Monroe's posture relaxed slightly. Not forgiveness—not yet—but willingness to try.
"Your coffee's terrible."
"I know. But it's the thought that counts."
A small laugh escaped him. "Fine. But I'm picking the conversation topic."
I moved to the kitchen, filling the kettle with water that ran slightly rusty before clearing. The motions were mundane, human, the kind of ordinary task that didn't require optimization or strategic assessment.
"What's the topic?"
"Clocks." Monroe settled onto the couch, pushing aside a stack of Bestiary printouts to make room. "I've been restoring a 1890s German grandfather clock. The mechanism is fascinating—they used a deadbeat escapement design that was revolutionary for its time."

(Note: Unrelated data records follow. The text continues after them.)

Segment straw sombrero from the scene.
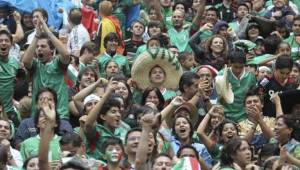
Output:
[131,48,183,89]
[216,65,234,104]
[165,102,199,128]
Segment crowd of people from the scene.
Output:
[0,0,300,170]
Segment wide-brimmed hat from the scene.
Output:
[216,65,234,104]
[165,102,199,128]
[131,48,183,89]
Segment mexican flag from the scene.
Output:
[172,157,201,170]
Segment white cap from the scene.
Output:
[83,94,100,105]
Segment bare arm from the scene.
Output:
[40,18,70,65]
[197,108,215,151]
[84,79,114,135]
[13,12,24,43]
[135,113,154,170]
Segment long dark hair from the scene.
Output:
[221,137,249,166]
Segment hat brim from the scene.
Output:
[131,48,183,89]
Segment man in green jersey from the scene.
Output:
[0,30,19,123]
[23,16,70,119]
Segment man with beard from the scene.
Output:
[23,16,70,119]
[0,30,19,124]
[284,16,300,61]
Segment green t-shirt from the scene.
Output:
[0,56,19,113]
[284,34,300,61]
[168,27,191,52]
[219,69,256,123]
[20,135,61,161]
[31,56,69,119]
[98,52,130,77]
[86,123,127,160]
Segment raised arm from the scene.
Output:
[84,79,116,135]
[197,106,215,152]
[40,15,70,65]
[270,92,284,117]
[13,11,24,43]
[39,102,56,170]
[135,113,154,170]
[70,78,106,113]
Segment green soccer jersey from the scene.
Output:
[219,69,256,123]
[0,57,19,113]
[98,52,130,77]
[20,135,61,161]
[284,34,300,61]
[31,56,69,119]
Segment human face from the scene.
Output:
[219,26,228,37]
[126,131,142,154]
[35,39,53,63]
[132,22,144,36]
[278,44,292,56]
[115,82,129,100]
[237,5,249,18]
[153,156,172,170]
[274,117,293,143]
[22,14,33,28]
[257,70,271,80]
[172,10,184,28]
[60,143,80,156]
[182,55,195,69]
[105,145,123,164]
[245,95,263,117]
[197,67,213,83]
[32,11,43,28]
[169,48,179,58]
[84,100,99,114]
[221,123,237,143]
[274,68,291,83]
[145,90,159,106]
[205,10,218,24]
[292,20,300,36]
[148,26,161,37]
[106,40,119,53]
[273,0,285,8]
[232,140,252,167]
[248,27,259,39]
[175,117,191,140]
[148,40,160,49]
[184,79,199,99]
[105,62,119,76]
[180,148,197,159]
[149,9,158,21]
[160,0,171,7]
[26,157,40,170]
[80,70,96,89]
[175,4,185,13]
[100,107,121,129]
[0,120,10,140]
[150,66,166,85]
[290,66,300,81]
[210,37,224,54]
[0,34,12,59]
[231,63,245,77]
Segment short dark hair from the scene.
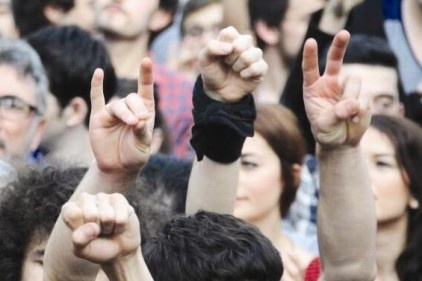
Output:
[319,34,405,101]
[180,0,221,37]
[254,104,306,218]
[27,26,117,126]
[371,115,422,280]
[12,0,75,36]
[126,154,192,243]
[248,0,288,49]
[0,167,86,281]
[142,211,283,281]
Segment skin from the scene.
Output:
[0,0,18,38]
[175,3,223,80]
[0,64,43,158]
[95,0,159,38]
[341,64,402,116]
[361,127,414,224]
[234,132,283,223]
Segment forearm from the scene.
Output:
[101,248,153,281]
[186,157,239,214]
[44,162,141,281]
[318,146,376,280]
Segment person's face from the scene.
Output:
[0,0,18,38]
[234,132,283,223]
[0,64,43,158]
[95,0,159,38]
[60,0,96,32]
[179,3,223,74]
[41,93,67,145]
[21,236,47,281]
[341,63,402,116]
[361,127,412,224]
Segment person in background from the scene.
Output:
[11,0,96,37]
[0,0,19,38]
[95,0,193,158]
[169,0,223,81]
[27,26,117,166]
[0,38,48,162]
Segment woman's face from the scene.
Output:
[234,132,283,223]
[361,127,412,224]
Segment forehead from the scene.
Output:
[184,3,223,26]
[341,64,399,99]
[0,63,36,102]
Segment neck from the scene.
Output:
[402,0,422,64]
[105,35,149,79]
[376,213,408,281]
[47,124,94,166]
[254,46,289,103]
[250,209,291,248]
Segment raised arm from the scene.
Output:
[44,59,155,281]
[186,27,268,214]
[303,31,376,280]
[62,193,153,281]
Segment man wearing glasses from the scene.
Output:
[0,39,48,166]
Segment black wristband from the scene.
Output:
[190,76,256,163]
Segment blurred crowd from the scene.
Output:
[0,0,422,281]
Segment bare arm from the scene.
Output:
[44,59,154,281]
[303,31,376,280]
[186,27,267,214]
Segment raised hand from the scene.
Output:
[199,27,268,102]
[302,30,371,146]
[89,58,155,173]
[62,193,141,264]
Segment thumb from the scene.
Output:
[91,68,105,114]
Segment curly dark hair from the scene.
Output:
[142,211,283,281]
[12,0,75,37]
[0,167,86,281]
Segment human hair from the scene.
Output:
[148,0,179,46]
[115,78,172,153]
[248,0,288,49]
[319,34,405,101]
[254,104,305,218]
[370,115,422,281]
[126,154,192,240]
[0,167,86,281]
[180,0,221,37]
[0,38,48,115]
[142,211,283,281]
[12,0,75,37]
[27,26,117,126]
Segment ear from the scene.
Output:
[255,20,280,45]
[292,163,302,186]
[409,196,419,210]
[63,97,88,127]
[148,9,173,32]
[43,5,64,25]
[29,117,47,151]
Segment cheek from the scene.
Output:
[21,260,43,281]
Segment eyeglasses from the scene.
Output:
[0,96,38,120]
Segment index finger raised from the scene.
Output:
[138,58,154,112]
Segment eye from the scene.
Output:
[240,160,258,169]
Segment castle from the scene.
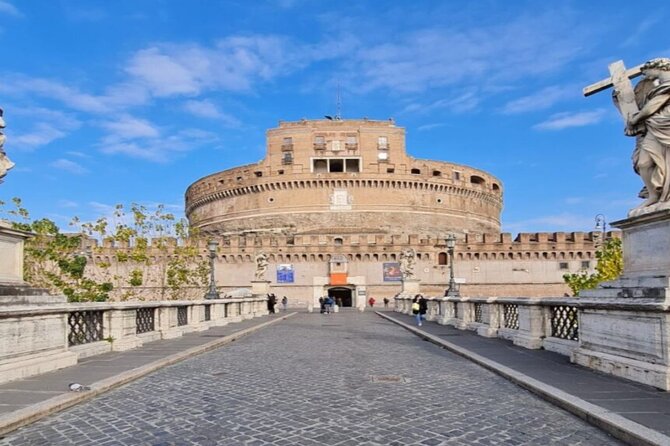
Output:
[169,118,602,306]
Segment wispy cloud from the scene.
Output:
[502,85,580,114]
[100,116,160,140]
[126,35,310,97]
[184,100,240,127]
[504,213,593,232]
[350,11,589,92]
[12,123,67,150]
[100,129,218,163]
[51,158,88,175]
[533,109,607,130]
[417,122,446,132]
[0,0,23,17]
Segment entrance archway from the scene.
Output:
[328,287,353,307]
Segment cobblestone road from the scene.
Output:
[0,312,619,446]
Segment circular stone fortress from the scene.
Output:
[186,119,595,306]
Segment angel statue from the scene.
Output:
[615,58,670,215]
[400,248,416,280]
[0,108,14,183]
[255,252,270,280]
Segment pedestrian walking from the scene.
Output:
[268,294,277,314]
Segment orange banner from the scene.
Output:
[330,273,347,285]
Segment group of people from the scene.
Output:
[267,293,288,314]
[319,296,335,314]
[412,294,428,327]
[368,297,391,308]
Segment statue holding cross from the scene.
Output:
[584,58,670,217]
[0,108,14,183]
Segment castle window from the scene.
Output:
[346,135,358,150]
[470,175,486,185]
[313,159,328,173]
[345,158,361,172]
[330,158,344,172]
[314,135,326,150]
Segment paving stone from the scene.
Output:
[0,312,620,446]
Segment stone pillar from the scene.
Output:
[513,305,547,349]
[571,209,670,390]
[402,279,421,297]
[477,301,502,338]
[102,308,142,351]
[251,280,270,296]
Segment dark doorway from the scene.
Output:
[328,287,353,307]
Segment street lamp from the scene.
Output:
[594,214,607,249]
[205,240,219,299]
[447,234,460,297]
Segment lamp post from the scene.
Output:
[205,240,219,299]
[594,214,607,249]
[447,234,460,297]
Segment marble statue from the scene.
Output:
[628,58,670,214]
[255,252,269,280]
[400,248,416,280]
[0,108,14,183]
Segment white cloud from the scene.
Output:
[417,122,446,132]
[51,158,88,175]
[503,213,593,232]
[502,85,580,114]
[8,123,67,150]
[100,129,218,163]
[533,109,607,130]
[58,199,79,209]
[0,0,23,17]
[349,11,590,92]
[184,100,240,126]
[126,35,310,97]
[100,116,160,140]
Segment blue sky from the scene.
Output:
[0,0,670,233]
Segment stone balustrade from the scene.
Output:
[0,296,268,384]
[395,296,579,355]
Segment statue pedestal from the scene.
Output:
[251,280,270,296]
[572,210,670,390]
[400,279,421,297]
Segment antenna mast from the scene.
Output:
[335,80,342,121]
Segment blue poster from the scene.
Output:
[277,263,293,283]
[383,262,402,282]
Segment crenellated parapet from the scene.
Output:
[185,119,503,235]
[84,231,620,263]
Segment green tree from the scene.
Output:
[563,238,623,296]
[0,198,113,302]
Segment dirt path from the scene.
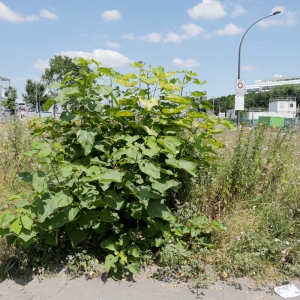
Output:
[0,271,300,300]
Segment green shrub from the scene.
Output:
[0,59,231,279]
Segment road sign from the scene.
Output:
[234,95,245,110]
[235,79,245,95]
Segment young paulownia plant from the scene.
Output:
[0,58,232,279]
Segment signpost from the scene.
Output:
[234,79,245,115]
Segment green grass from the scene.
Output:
[0,120,300,284]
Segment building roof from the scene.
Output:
[0,76,10,81]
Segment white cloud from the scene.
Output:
[121,32,135,41]
[101,9,121,22]
[258,6,299,28]
[58,49,132,68]
[142,32,162,43]
[242,65,257,72]
[11,77,28,82]
[172,58,200,68]
[104,42,120,49]
[215,23,243,35]
[163,32,181,44]
[188,0,227,20]
[0,2,40,23]
[40,9,58,20]
[33,59,49,71]
[231,4,246,18]
[181,23,205,39]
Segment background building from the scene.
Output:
[0,76,10,121]
[246,75,300,93]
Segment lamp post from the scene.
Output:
[237,11,281,125]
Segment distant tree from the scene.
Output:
[22,79,49,110]
[2,86,18,115]
[42,55,80,86]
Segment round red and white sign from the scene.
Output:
[238,81,244,89]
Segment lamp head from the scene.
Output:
[272,10,281,16]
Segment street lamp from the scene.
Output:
[237,11,281,124]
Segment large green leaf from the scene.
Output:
[84,100,103,112]
[162,105,190,115]
[18,172,32,183]
[105,254,119,272]
[152,178,181,194]
[139,97,158,111]
[166,158,197,176]
[77,210,99,227]
[77,128,97,155]
[53,190,73,207]
[99,207,120,223]
[157,136,182,156]
[135,124,161,136]
[9,218,23,235]
[115,78,138,87]
[98,169,125,183]
[115,110,134,117]
[0,228,9,240]
[139,160,160,179]
[147,200,174,221]
[103,190,125,210]
[125,181,151,206]
[60,111,80,122]
[39,206,79,230]
[0,210,16,228]
[18,228,36,242]
[32,171,46,194]
[97,84,113,95]
[165,94,191,105]
[68,228,87,247]
[43,99,56,111]
[44,230,58,246]
[80,190,105,209]
[21,216,33,230]
[100,236,120,251]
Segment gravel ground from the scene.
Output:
[0,270,300,300]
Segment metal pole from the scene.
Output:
[252,95,254,127]
[237,11,281,125]
[35,84,39,113]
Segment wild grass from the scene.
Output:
[189,126,300,281]
[0,119,300,282]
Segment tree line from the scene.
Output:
[2,55,80,114]
[208,84,300,114]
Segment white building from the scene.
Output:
[246,75,300,93]
[0,76,10,119]
[246,96,297,120]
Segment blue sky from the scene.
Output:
[0,0,300,98]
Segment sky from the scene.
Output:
[0,0,300,101]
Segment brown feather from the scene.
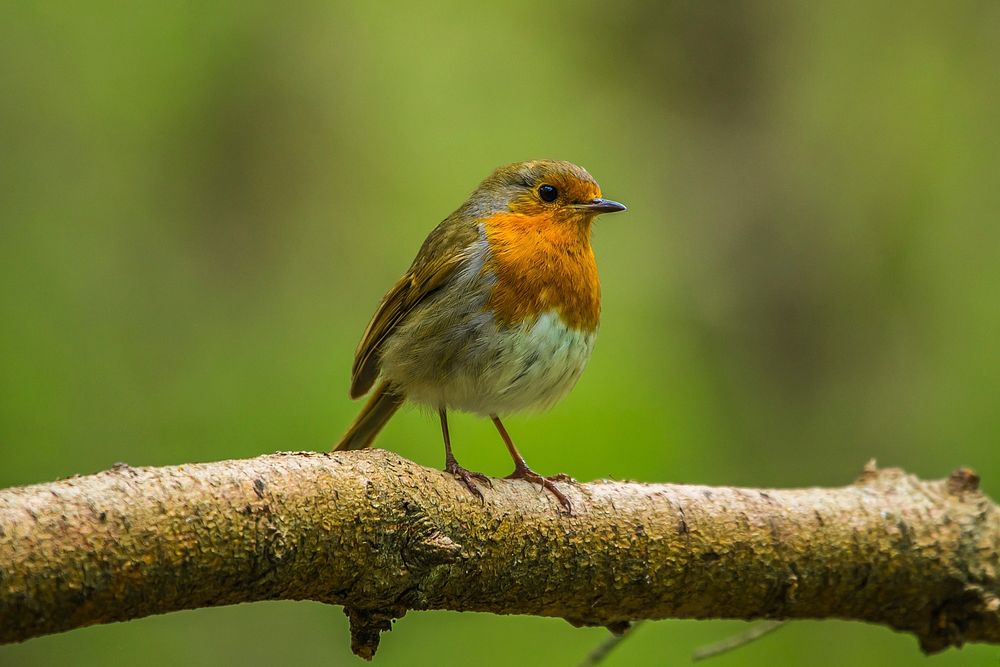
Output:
[351,217,479,398]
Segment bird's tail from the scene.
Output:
[333,382,406,451]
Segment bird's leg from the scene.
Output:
[438,408,493,502]
[490,415,573,514]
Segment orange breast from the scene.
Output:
[483,213,601,330]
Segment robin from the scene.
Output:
[335,160,625,512]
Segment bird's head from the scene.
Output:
[466,160,625,227]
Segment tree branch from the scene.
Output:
[0,450,1000,658]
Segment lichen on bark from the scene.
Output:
[0,450,1000,658]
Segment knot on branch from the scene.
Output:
[947,468,979,496]
[402,501,462,568]
[344,607,406,660]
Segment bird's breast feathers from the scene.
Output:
[481,214,601,331]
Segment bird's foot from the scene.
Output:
[444,460,493,503]
[505,466,576,514]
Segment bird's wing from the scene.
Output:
[351,218,478,398]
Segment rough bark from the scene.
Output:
[0,450,1000,658]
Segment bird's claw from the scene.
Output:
[504,466,576,514]
[444,461,493,503]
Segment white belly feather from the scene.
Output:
[384,311,596,415]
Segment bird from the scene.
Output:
[334,160,626,514]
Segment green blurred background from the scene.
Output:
[0,1,1000,667]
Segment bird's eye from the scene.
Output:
[538,185,559,202]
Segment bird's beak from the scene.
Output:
[573,199,626,213]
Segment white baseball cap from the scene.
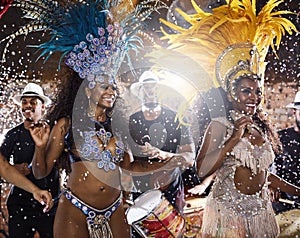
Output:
[13,83,52,105]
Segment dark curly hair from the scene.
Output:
[46,70,125,174]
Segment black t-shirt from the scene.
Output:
[0,123,59,213]
[275,127,300,207]
[129,108,192,160]
[129,108,193,191]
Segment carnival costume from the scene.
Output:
[1,0,165,237]
[202,117,279,238]
[144,0,297,238]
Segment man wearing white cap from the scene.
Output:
[273,91,300,213]
[129,71,195,220]
[0,83,59,238]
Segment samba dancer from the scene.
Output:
[0,0,164,238]
[146,0,300,238]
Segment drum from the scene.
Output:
[183,197,206,238]
[126,190,185,238]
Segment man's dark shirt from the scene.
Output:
[275,127,300,210]
[129,108,192,190]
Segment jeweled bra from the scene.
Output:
[69,118,124,172]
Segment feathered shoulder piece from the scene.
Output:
[1,0,165,85]
[155,0,297,90]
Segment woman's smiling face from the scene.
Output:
[89,77,117,109]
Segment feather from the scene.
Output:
[150,0,297,123]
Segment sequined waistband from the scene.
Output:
[63,189,122,219]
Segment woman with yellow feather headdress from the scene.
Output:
[150,0,300,238]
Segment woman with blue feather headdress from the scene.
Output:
[0,0,164,238]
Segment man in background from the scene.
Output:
[273,91,300,213]
[0,83,59,238]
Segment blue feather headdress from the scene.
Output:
[0,0,166,87]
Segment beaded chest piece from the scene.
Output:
[80,123,124,172]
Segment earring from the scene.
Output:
[87,97,96,117]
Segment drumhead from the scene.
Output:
[126,190,162,225]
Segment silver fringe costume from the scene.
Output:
[63,189,122,238]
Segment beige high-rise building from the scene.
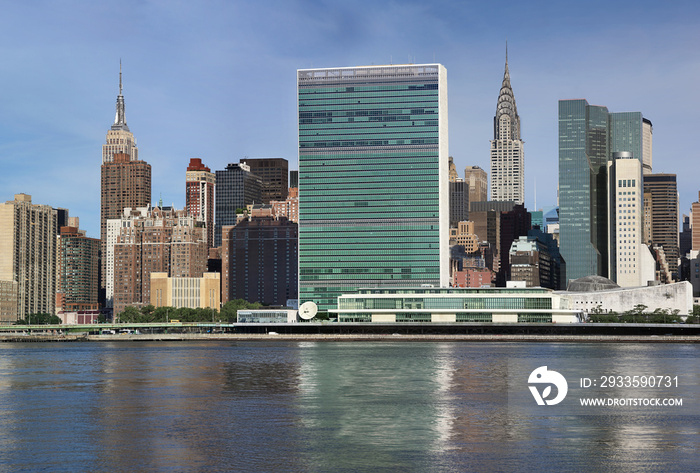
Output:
[151,273,221,311]
[608,152,654,287]
[108,207,208,315]
[464,166,489,205]
[690,192,700,251]
[0,194,57,322]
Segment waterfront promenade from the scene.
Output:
[0,322,700,343]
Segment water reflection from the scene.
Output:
[0,342,700,472]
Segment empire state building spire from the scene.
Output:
[491,43,525,204]
[112,60,129,131]
[102,61,139,164]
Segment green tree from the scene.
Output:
[17,313,61,325]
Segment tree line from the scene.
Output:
[588,304,700,324]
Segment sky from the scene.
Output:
[0,0,700,238]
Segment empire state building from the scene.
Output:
[100,62,151,306]
[491,47,525,204]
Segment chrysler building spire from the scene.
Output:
[491,43,525,204]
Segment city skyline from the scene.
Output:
[0,1,700,238]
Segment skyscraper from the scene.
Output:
[559,100,609,279]
[644,174,685,280]
[450,178,469,228]
[607,152,655,287]
[491,48,525,204]
[221,217,298,306]
[240,158,289,204]
[100,153,151,296]
[297,64,449,310]
[102,61,139,164]
[0,194,56,322]
[185,158,216,248]
[214,163,262,247]
[56,226,100,312]
[559,99,651,280]
[464,166,489,208]
[110,207,207,316]
[100,62,151,298]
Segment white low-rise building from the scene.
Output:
[559,276,693,315]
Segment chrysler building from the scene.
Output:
[491,46,525,204]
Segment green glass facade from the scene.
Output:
[559,99,643,280]
[297,64,449,310]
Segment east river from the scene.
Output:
[0,341,700,472]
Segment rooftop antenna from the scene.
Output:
[535,176,537,210]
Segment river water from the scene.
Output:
[0,341,700,472]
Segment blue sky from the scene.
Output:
[0,0,700,237]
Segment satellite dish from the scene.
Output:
[299,301,318,320]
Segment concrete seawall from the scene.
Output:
[0,333,700,343]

I had no idea what a deadbeat escapement was. The System offered to provide an overview.
I ignored it.
"Tell me about it."
Monroe talked for an hour about gears and pendulums and the precision engineering of nineteenth-century clockmakers. His enthusiasm was genuine, unguarded, the passion of someone sharing something they loved with someone they trusted.
The System hummed quietly in the background, suggesting optimal conversation responses, noting potential leverage points for future negotiations. I let the suggestions wash past without engaging.
Some things shouldn't be optimized. Some relationships were more valuable than their strategic components.
Twenty-three days remained on the Reaper deadline. But for one evening, that countdown didn't matter.
I listened to my friend talk about clocks, and I remembered what it felt like to be a person.